Jacqueline Woodson’s Brown Girl Dreaming is the kind of book you hold others up to. This is the bar for other books. This is a must read!
I picked up this book months ago because I heard so many amazing things. Award after award after award. (Spoiler: all deserved!) And I knew she was an incredible author. Slam dunk. However, I couldn’t get into the writing style. The short chapters were oh-so helpful running on zero sleep with a teething cutie on my hands. But the stop-and-start felt jumpy to me.
Enter the audiobook! Huzzah! Woodson’s voice is one of the best I’ve ever heard. She could have been reading my grocery list or the ingredients in Pop Tarts (scary, but so tasty) and I would have sat there open-mouthed hanging on every syllable. Get the audiobook if you can.
Jacqueline shares her childhood during the 60s and 70s in this free verse memoir. She tells of her parents’ marriage falling apart and moving to another state. Of building a relationship with her grandparents. Of moving to yet another state. School. Making a best friend. What anyone could share as one upheaval after another with anger or resentment, she oozes wisdom.

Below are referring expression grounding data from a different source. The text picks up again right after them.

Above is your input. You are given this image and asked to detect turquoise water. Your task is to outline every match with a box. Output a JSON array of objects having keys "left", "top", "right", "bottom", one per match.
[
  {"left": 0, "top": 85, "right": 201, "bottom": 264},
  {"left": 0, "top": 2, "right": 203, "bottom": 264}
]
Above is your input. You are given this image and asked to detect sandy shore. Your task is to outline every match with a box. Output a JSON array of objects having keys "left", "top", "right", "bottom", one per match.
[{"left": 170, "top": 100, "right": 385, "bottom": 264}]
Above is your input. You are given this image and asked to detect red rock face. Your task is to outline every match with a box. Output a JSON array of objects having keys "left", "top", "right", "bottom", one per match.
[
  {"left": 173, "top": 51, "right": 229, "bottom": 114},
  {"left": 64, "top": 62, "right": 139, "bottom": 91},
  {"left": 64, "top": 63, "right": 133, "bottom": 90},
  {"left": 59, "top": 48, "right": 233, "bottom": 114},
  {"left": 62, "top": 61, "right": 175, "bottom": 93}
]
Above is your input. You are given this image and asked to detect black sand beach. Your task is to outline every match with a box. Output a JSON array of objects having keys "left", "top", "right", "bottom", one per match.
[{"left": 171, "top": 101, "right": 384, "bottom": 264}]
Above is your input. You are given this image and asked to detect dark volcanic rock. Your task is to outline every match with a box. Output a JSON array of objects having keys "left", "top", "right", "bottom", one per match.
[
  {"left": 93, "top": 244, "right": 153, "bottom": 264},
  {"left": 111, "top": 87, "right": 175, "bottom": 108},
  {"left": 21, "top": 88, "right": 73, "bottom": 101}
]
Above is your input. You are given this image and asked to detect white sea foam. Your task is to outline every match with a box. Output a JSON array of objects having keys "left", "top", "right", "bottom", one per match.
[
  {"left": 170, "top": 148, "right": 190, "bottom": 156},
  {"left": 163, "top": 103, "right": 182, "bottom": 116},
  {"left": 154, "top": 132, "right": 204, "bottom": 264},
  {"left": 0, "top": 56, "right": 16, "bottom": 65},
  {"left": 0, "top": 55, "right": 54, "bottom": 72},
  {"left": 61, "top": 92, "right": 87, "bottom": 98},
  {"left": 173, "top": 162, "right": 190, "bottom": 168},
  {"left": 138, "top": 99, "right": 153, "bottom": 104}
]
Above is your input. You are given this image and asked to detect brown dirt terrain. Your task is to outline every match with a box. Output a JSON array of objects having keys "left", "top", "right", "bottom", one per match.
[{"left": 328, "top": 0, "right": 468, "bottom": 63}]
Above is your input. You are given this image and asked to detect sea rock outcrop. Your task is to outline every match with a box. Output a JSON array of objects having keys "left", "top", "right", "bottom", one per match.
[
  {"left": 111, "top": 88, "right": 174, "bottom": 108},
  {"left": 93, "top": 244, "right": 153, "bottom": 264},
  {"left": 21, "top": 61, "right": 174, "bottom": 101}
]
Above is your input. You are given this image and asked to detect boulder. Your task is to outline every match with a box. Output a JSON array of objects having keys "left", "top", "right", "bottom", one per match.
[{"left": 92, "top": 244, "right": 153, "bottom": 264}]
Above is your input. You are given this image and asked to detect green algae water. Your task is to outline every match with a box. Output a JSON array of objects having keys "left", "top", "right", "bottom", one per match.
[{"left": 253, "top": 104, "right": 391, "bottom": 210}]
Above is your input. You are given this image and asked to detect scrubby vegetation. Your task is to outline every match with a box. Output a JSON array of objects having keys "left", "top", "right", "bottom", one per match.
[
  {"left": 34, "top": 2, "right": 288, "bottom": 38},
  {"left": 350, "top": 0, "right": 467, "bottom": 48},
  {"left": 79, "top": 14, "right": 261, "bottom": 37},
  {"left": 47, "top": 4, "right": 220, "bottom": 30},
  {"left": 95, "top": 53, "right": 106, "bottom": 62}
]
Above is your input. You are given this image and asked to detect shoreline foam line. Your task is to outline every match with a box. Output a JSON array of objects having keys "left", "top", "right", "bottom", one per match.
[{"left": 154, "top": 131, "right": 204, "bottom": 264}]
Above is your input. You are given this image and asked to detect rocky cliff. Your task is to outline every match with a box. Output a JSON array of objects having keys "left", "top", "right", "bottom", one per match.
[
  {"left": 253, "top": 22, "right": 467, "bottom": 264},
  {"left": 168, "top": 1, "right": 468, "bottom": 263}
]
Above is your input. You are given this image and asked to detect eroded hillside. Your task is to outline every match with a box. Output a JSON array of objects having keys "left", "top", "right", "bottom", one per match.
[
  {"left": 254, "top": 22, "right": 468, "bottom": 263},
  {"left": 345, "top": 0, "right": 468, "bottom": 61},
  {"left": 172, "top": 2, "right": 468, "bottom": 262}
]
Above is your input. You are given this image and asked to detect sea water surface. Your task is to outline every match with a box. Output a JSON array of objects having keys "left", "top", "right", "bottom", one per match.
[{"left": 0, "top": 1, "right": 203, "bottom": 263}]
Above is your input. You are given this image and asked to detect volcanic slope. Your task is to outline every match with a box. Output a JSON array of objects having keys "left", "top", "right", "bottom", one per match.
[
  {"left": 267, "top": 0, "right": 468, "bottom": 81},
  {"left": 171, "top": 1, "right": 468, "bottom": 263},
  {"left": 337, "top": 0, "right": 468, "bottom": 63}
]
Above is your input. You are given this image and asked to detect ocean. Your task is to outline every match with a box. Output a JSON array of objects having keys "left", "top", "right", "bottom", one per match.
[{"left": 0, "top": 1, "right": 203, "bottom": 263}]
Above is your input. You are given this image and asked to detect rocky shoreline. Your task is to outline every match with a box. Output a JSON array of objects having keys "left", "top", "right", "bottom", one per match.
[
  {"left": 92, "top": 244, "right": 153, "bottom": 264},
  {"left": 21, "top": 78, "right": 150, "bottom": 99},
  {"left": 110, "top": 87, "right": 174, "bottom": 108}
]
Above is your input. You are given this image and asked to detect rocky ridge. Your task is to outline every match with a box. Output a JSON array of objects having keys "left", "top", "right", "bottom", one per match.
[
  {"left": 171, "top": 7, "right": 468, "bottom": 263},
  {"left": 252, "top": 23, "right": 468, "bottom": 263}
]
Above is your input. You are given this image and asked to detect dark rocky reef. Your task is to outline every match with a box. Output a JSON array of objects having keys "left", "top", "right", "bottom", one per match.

I cannot imagine on any level. Being Black at that time. The racial inequality on every level. Moving to the deep south in the 60s. Traveling by train to and from the south to New York in the train car for Black people. Not having a formal education starting super young. The list goes on.
What I took away from this (besides a deep, deep desire for a follow-up book) was how brave Woodson and her family were. Their perseverance to just. keep. going. What a testament to true grit. I loved this book.